SEBELIUS: Well, actually, I think part of the pace of this debate was a real attempt to have a bipartisan approach. The House bill had Republican support. In the Senate bill, there were months spent with six senators, three Republicans and three Democrats, in a room, negotiating, adding ideas to the bill, trying to figure out a strategy to move forward in a bipartisan fashion.
As you know, the Senate bill didn't pass 50 plus one, it passed with 60 votes, a supermajority, and I think the president would love to have Republican votes. What he has is lots of Republican ideas -- selling insurance across state lines, making sure that we crack down very aggressively on fraud and abuse, you know, moving forward.

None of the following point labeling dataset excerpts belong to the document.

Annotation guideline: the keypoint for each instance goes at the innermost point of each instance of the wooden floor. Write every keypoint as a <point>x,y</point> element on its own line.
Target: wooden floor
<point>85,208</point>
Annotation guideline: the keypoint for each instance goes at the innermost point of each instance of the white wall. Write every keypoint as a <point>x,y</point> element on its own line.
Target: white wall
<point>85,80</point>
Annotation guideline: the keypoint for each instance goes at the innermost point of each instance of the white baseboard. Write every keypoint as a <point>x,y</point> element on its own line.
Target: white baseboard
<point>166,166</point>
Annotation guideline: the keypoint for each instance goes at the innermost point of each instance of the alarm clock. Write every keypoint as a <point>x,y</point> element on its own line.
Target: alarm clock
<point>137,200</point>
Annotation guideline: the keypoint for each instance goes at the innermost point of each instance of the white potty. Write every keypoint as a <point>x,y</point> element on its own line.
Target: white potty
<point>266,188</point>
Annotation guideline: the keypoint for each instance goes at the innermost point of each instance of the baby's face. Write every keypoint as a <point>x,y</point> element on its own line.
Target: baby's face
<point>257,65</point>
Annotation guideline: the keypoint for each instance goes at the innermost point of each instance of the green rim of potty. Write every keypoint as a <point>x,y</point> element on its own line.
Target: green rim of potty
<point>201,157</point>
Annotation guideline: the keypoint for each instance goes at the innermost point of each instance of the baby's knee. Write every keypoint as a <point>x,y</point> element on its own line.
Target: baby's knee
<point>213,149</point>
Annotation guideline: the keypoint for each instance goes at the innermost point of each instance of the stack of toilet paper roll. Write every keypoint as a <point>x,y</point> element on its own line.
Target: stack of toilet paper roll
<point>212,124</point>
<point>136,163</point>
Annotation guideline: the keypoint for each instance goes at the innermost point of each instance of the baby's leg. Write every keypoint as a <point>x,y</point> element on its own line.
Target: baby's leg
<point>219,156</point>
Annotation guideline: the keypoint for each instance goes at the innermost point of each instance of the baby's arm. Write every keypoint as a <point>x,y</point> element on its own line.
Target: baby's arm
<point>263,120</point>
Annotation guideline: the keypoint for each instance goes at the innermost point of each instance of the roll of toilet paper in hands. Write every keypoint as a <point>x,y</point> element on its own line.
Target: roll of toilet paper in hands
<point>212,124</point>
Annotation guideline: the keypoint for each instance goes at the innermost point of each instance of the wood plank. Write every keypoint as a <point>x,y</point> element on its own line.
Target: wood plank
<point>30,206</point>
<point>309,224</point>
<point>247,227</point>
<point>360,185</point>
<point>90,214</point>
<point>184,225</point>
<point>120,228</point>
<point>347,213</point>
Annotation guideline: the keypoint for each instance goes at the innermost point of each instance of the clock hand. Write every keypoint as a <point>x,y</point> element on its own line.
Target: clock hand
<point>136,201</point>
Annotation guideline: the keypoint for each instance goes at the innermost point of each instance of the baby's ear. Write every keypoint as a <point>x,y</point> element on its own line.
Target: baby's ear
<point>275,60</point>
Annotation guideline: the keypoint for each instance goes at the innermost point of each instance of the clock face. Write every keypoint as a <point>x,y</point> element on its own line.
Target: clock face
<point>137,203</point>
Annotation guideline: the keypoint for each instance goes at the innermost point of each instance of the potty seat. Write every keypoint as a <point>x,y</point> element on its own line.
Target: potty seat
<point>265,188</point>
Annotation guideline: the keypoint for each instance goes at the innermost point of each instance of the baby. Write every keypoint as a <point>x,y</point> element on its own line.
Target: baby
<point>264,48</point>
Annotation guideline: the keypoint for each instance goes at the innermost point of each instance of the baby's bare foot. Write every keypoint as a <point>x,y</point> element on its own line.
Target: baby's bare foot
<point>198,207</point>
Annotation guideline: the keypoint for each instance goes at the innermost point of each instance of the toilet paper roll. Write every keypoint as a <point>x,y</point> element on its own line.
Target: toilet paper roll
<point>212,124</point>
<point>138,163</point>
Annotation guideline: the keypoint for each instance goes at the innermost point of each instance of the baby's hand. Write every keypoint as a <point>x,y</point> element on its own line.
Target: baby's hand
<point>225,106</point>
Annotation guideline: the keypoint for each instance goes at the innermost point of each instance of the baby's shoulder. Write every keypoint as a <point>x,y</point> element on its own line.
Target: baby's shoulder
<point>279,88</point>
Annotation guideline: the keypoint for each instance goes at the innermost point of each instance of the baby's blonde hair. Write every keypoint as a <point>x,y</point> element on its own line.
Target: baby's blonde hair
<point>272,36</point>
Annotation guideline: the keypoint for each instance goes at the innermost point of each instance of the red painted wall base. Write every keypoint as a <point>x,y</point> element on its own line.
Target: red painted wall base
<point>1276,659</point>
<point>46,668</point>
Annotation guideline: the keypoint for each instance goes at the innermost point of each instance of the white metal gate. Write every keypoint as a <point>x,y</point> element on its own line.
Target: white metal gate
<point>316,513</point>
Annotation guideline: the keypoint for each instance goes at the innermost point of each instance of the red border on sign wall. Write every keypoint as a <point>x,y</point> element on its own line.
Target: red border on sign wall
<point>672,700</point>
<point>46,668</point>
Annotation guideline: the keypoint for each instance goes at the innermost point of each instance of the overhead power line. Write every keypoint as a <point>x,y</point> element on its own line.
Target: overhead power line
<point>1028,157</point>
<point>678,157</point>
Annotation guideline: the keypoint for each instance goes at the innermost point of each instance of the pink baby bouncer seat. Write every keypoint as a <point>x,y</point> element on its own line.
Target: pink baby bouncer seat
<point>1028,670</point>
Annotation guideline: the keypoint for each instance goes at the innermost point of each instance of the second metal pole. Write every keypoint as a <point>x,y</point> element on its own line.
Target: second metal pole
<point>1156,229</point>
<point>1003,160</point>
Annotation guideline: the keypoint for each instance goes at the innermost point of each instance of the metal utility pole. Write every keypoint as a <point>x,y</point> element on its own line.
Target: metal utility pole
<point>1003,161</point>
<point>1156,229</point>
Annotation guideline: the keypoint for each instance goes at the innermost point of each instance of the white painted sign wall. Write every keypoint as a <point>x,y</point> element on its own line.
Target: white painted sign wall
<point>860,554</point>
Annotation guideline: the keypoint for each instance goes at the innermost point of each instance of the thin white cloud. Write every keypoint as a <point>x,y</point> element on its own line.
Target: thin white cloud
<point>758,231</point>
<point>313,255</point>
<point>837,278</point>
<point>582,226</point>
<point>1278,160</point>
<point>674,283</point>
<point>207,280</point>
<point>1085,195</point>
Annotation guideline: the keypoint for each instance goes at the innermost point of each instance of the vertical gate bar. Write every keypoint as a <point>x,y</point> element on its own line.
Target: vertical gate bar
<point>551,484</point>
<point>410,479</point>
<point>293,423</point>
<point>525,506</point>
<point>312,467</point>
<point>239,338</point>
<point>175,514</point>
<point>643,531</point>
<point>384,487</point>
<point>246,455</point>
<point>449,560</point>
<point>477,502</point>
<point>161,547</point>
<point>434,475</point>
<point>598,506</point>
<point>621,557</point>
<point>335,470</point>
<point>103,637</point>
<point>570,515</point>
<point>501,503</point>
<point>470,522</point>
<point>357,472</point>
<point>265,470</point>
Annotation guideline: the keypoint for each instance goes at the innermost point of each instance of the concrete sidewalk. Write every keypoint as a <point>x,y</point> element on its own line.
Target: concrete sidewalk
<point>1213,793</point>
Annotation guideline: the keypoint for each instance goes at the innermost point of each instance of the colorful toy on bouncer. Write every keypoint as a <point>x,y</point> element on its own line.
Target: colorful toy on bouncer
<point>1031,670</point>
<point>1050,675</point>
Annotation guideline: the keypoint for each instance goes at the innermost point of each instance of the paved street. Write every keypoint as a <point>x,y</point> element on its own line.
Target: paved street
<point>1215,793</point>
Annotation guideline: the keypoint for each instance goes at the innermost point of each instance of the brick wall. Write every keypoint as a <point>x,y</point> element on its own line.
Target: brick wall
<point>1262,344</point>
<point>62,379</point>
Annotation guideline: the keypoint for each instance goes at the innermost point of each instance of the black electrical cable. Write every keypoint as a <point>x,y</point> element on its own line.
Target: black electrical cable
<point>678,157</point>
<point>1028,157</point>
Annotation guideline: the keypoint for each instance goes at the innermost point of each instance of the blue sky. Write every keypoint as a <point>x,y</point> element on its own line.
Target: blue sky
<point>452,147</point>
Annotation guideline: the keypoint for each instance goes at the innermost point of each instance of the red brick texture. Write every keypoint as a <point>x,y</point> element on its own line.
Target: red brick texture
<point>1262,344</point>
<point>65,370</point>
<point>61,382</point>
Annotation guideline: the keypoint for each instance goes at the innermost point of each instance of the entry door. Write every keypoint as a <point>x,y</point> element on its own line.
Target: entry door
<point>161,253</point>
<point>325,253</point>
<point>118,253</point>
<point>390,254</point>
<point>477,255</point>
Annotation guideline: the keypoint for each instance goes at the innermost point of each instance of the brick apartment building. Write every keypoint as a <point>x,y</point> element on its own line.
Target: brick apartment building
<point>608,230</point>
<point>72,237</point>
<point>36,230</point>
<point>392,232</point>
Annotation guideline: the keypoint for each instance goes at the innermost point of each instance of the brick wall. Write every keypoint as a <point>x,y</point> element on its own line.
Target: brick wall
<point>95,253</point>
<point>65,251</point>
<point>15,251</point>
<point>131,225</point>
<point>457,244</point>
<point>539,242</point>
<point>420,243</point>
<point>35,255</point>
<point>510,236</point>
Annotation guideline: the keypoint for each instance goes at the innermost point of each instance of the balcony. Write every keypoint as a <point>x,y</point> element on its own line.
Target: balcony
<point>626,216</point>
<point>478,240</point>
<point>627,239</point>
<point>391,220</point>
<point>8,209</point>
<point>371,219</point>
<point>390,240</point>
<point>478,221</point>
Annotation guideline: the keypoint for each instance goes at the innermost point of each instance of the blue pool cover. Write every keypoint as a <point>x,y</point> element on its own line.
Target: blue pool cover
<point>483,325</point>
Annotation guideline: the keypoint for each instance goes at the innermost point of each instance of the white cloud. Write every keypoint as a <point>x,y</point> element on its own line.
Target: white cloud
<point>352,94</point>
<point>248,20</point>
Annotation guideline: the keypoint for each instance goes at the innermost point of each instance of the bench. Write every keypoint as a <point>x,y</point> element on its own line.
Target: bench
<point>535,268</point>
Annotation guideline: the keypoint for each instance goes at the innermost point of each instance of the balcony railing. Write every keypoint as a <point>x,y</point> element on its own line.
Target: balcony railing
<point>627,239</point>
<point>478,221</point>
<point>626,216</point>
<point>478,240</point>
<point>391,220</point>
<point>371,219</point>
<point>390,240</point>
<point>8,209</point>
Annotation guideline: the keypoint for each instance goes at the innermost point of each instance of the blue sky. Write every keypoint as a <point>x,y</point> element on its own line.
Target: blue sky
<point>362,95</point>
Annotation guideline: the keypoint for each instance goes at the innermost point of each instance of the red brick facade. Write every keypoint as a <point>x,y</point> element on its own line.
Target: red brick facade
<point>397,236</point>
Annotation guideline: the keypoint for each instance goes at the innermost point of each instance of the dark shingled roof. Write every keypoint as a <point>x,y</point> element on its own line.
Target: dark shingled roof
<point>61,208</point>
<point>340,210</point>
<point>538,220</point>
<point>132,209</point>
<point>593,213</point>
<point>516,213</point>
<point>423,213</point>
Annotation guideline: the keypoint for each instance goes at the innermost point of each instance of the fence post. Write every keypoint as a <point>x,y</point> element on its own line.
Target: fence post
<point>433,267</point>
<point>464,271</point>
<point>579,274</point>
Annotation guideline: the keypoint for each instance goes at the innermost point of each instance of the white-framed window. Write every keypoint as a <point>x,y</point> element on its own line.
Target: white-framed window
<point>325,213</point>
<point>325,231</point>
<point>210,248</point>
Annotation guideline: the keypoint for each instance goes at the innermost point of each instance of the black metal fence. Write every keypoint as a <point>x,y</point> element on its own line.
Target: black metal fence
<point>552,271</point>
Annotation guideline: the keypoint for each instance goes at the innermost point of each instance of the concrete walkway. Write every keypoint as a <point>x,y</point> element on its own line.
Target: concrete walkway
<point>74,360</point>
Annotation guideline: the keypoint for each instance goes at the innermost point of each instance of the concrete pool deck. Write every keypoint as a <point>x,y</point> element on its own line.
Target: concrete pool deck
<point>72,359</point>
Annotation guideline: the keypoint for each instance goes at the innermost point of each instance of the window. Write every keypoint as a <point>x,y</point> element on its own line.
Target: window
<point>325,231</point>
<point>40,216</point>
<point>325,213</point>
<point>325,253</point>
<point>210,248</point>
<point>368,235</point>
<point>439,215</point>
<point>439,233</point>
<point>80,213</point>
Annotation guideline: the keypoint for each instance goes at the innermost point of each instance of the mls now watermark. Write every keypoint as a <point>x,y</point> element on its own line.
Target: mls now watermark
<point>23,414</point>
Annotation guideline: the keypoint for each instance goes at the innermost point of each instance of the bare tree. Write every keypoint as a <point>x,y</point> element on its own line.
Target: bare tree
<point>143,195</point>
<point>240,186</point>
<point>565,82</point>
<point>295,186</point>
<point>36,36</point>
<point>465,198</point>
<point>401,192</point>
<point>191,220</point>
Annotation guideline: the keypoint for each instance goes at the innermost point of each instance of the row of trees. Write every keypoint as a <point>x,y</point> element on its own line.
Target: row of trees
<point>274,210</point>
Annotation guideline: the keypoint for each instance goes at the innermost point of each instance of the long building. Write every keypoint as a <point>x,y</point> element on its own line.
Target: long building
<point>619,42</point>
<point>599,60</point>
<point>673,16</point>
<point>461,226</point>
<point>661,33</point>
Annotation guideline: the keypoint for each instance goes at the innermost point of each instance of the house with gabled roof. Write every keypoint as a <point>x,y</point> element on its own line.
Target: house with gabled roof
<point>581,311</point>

But there is a fundamental difference. The Republicans feel strongly that insurance companies should have less regulation than they do now, less consumer protection, less oversight. The president feels strongly that we need to change the rules of the road, that we can no longer have a private health system where insurance companies get to pick and choose, where they can lock people out and price people out. And that's really one of the fundamental divides. And even though there are lots of Republican ideas in the bill, I'm not sure -- you know, we are hopeful that there will be Republican votes, but I'm not sure there will be.
DOWD: Well, I think one of the big Republican concerns and a concern of a lot of other people, including Warren Buffett, who mentioned it this week, is that what is going to happen with costs? Is anything getting really done with costs? I think everybody agrees that coverage will be expanded to 30 million people or so, but cost is the real factor. And what three things in the bill will lower health care costs in the next three years? In the next three years, by 2012, what three things in the bill that the president is pushing will lower costs?